Aprender es mucho más que el resultado de enseñar

En educación damos por ciertas algunas “verdades” y creencias que no nos atrevemos a revisar y que, a fuerza de ser repetidas, parece que se han convertido en auténticos mitos:

– “Si un niño/a no aprende es porque no presta suficiente atención, le cuesta concentrarse, se distrae con facilidad…”

– “Hay niños muy movidos, que no pueden estar quietos en sus sillas haciendo la ficha que toca”.

– “Se lo he explicado 100 veces y no lo entiende… creo que no da para más”.

Estas frases y muchas más están muy presentes, de forma consciente o silenciosa, en nuestras aulas, determinando de forma decisiva en nuestro quehacer educativo.

¿Qué pensarías si te digo que no son ciertas? Sé que basamos en ellas las programaciones didácticas, las de centro o las leyes educativas, pero parten de premisas erróneas porque limitan el aprendizaje a un contexto y unas condiciones determinadas, en muchos casos muy pobres. Y si un niño/a no responde a ellas, se considera que es él que tiene una dificultad, sin atrevernos a mirar el problema de frente. ¿Cuántos niños y niñas, adolescentes, tienen que sumarse a las cifras de fracaso escolar, diagnósticos varios, estrés, ansiedad, para que afrontemos el problema de raíz?

El aprendizaje con mayúsculas

Es aquel que genera una nueva comprensión, una nueva habilidad, un nuevo conocimiento. Surge con todo su impulso y en toda su dimensión si conecta algo interno (un interés, una inquietud, una pregunta) con algo externo (un material, un libro, una experiencia) en un ambiente adecuado en el que esté asegurada una relación cálida, acogedora, respetuosa. Por eso, aprender es un proceso inabarcable, infinito. Venimos preparados para ello. Como dice Fer, “no podemos no aprender”.

Sabiendo esto, ¿por qué ponemos tanto empeño en que los niños y niñas aprendan algo, a costa de sí mismos? ¿por qué sacrificamos el caudal inagotable de la curiosidad humana en procesos inertes, poco conectados con la vida? ¿un mural del otoño o salir a pasear por el parque? ¿un cuento sobre el llanto o un acompañamiento cercano cuando llora?

Aprender es mucho más que el resultado de enseñar y para que suceda no es suficiente con que “un adulto quiera lo segundo, sino que se necesita de un niño interesado en lo primero.”

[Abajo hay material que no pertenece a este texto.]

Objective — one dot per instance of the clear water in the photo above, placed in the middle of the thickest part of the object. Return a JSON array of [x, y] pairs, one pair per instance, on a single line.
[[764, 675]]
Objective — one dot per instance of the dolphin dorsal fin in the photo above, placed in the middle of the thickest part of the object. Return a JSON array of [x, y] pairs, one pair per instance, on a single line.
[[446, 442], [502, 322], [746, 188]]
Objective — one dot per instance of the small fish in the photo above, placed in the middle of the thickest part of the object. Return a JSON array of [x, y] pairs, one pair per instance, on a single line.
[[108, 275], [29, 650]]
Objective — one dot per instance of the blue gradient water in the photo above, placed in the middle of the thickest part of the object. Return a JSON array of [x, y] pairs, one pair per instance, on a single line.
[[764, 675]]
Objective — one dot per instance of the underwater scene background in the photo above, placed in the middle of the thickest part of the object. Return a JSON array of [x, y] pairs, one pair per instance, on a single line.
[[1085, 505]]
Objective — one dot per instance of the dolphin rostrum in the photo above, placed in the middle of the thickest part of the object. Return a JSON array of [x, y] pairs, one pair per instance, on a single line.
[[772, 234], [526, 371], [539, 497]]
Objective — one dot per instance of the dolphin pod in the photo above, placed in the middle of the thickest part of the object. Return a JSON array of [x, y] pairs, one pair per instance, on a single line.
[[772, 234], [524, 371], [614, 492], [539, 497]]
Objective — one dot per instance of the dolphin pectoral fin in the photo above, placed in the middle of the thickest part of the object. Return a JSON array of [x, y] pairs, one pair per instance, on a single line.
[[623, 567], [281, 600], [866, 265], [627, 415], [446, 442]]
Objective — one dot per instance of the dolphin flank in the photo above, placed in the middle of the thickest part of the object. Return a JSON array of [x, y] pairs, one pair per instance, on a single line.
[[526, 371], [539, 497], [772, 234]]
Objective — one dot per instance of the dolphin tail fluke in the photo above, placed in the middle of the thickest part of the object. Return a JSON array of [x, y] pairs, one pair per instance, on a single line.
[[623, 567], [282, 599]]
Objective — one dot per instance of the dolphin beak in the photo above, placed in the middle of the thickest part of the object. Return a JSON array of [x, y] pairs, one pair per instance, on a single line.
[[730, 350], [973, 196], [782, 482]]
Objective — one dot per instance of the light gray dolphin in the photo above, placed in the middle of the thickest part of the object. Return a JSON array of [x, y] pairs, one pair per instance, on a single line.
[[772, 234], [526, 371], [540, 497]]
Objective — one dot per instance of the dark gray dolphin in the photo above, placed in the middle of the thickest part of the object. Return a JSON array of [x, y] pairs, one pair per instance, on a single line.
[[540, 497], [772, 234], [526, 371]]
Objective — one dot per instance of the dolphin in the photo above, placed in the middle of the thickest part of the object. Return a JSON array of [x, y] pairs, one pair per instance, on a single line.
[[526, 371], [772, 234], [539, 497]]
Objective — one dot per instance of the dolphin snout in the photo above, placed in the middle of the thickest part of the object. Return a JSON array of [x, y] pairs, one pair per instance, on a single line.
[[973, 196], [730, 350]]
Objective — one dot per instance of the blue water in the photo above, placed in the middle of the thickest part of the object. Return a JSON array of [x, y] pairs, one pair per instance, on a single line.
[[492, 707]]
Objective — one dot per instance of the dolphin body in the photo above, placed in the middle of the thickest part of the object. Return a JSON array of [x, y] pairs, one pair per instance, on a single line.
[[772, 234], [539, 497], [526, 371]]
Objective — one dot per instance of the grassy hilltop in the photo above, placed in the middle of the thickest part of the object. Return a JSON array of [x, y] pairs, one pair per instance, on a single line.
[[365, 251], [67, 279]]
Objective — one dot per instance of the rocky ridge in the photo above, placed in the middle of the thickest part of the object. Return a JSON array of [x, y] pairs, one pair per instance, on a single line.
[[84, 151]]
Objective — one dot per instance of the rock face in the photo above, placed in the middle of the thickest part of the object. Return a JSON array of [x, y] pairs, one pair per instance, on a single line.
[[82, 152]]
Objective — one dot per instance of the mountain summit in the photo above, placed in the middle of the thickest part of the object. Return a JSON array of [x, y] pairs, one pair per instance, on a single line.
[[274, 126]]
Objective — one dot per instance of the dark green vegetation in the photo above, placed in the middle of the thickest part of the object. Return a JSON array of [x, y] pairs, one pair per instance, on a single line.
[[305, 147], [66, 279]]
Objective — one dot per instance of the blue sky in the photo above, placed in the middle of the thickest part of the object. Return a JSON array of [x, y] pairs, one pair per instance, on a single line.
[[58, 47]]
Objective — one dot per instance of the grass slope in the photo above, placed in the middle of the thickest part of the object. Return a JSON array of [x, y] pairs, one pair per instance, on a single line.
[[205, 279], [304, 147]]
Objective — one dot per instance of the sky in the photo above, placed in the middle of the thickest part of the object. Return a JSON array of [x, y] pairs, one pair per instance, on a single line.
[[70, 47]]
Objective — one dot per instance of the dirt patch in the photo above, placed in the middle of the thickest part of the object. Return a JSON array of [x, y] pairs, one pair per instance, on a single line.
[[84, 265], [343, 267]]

El auténtico aprendizaje significativo

La capacidad de aprendizaje con la que nacemos es demasiado grande para quedar limitada a rellenar una ficha. No podemos permitirnos seguir menospreciando nuestra inmensa capacidad de crecer, de entusiasmarnos. La pregunta no debería ser tanto ¿cómo enseño esto? sino ¿cómo este niño puede aprenderlo? Y claro, ahí descubrimos que tenemos que estar abiertas a buscar, a cuestionarnos, a una verdadera innovación, más allá de publicaciones en redes sociales y de modas.